Nitrito de Sódio: Um Potencial Risco à Saúde
Uma equipe de pesquisadores da Universidade Federal de São Carlos (UFSCar) desenvolveu um sensor inovador capaz de detectar a presença de nitrito de sódio (NaNO2) em diversas bebidas, como água mineral, suco de laranja e vinho. Este composto inorgânico é frequentemente utilizado como conservante e corante, particularmente em produtos como presunto, bacon e salsichas. No entanto, o uso do nitrito de sódio em bebidas é ilegal no Brasil e na maioria dos países devido ao seu potencial de formação de nitrosaminas, substâncias cancerígenas.
A Importância da Detecção de Nitrito de Sódio
O objetivo principal do sensor, conforme explica Bruno Campos Janegitz, líder do Laboratório de Sensores, Nanomedicina e Materiais Nanoestruturados (LSNano), é garantir a qualidade e segurança no consumo de líquidos. A detecção eficaz de NaNO2 se torna crucial, especialmente em produtos como vinhos, onde seu uso é indevido.
Desenvolvimento Sustentável
Os pesquisadores do LSNano visam utilizar materiais acessíveis e sustentáveis no desenvolvimento de suas tecnologias. A cortiça, material tradicionalmente utilizado em rolhas de vinho, foi escolhida como base para a fabricação do sensor. As amostras de cortiça foram tratadas com laser, transformando parte delas em grafeno, uma forma altamente condutora de carbono. Este processo não requer reagentes tóxicos e resulta em um material adequado para a detecção eletroquímica do nitrito.

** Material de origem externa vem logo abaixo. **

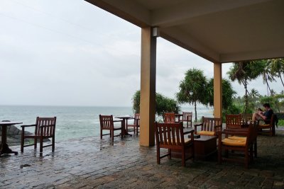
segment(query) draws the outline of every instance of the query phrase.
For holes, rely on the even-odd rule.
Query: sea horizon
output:
[[[197,119],[212,116],[212,109],[197,107]],[[181,111],[194,108],[181,107]],[[77,105],[0,105],[0,120],[22,122],[21,125],[35,124],[36,117],[57,117],[55,139],[58,141],[84,137],[98,137],[100,134],[99,115],[133,115],[131,106],[77,106]],[[158,117],[156,117],[158,119]],[[131,122],[132,120],[129,120]],[[21,125],[16,127],[21,130]],[[31,128],[27,131],[33,132]]]

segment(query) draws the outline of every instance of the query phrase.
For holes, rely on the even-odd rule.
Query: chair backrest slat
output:
[[[179,123],[156,123],[156,142],[161,145],[182,146],[185,144],[183,139],[183,127]]]
[[[182,112],[182,120],[191,121],[192,120],[192,113]]]
[[[221,118],[202,118],[202,125],[201,130],[202,131],[214,131],[214,127],[217,125],[222,125],[222,121]],[[217,132],[222,130],[222,127],[218,127]]]
[[[56,117],[54,118],[36,118],[36,127],[35,128],[35,134],[40,135],[40,127],[43,128],[43,135],[52,136],[55,134]],[[44,127],[46,126],[46,127]]]
[[[165,113],[164,122],[168,123],[175,122],[175,115],[174,113]]]
[[[240,129],[241,126],[241,114],[227,114],[226,115],[226,128]]]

Processo de Fabricação do Sensor
Após a modificação com laser, as amostras de cortiça receberam uma camada de proteção à prova d’água e uma delimitação com esmalte para garantir a eficiência do sensor. A secagem em forno a 40 °C por 30 minutos otimizou as propriedades do grafeno. Em experimentos, foram utilizadas soluções de água, suco de laranja e vinho com concentrações conhecidas de nitrito.
Resultados Promissores
Os resultados preliminares indicaram que o sensor apresenta excelente sensibilidade e estabilidade, sendo capaz de detectar nitrito em concentrações relevantes para segurança alimentar e ambiental. Apesar dos avanços, a validação laboratorial e o aperfeiçoamento do design para utilização prática ainda são necessários.
Contribuições e Apoios ao Estudo
O projeto recebeu apoio da Fapesp e contou com a contribuição de diversos alunos do grupo de pesquisa, com destaque para a mestranda Beatriz Germinare, primeira autora do trabalho, que desenvolveu sua pesquisa com suporte da Fundação.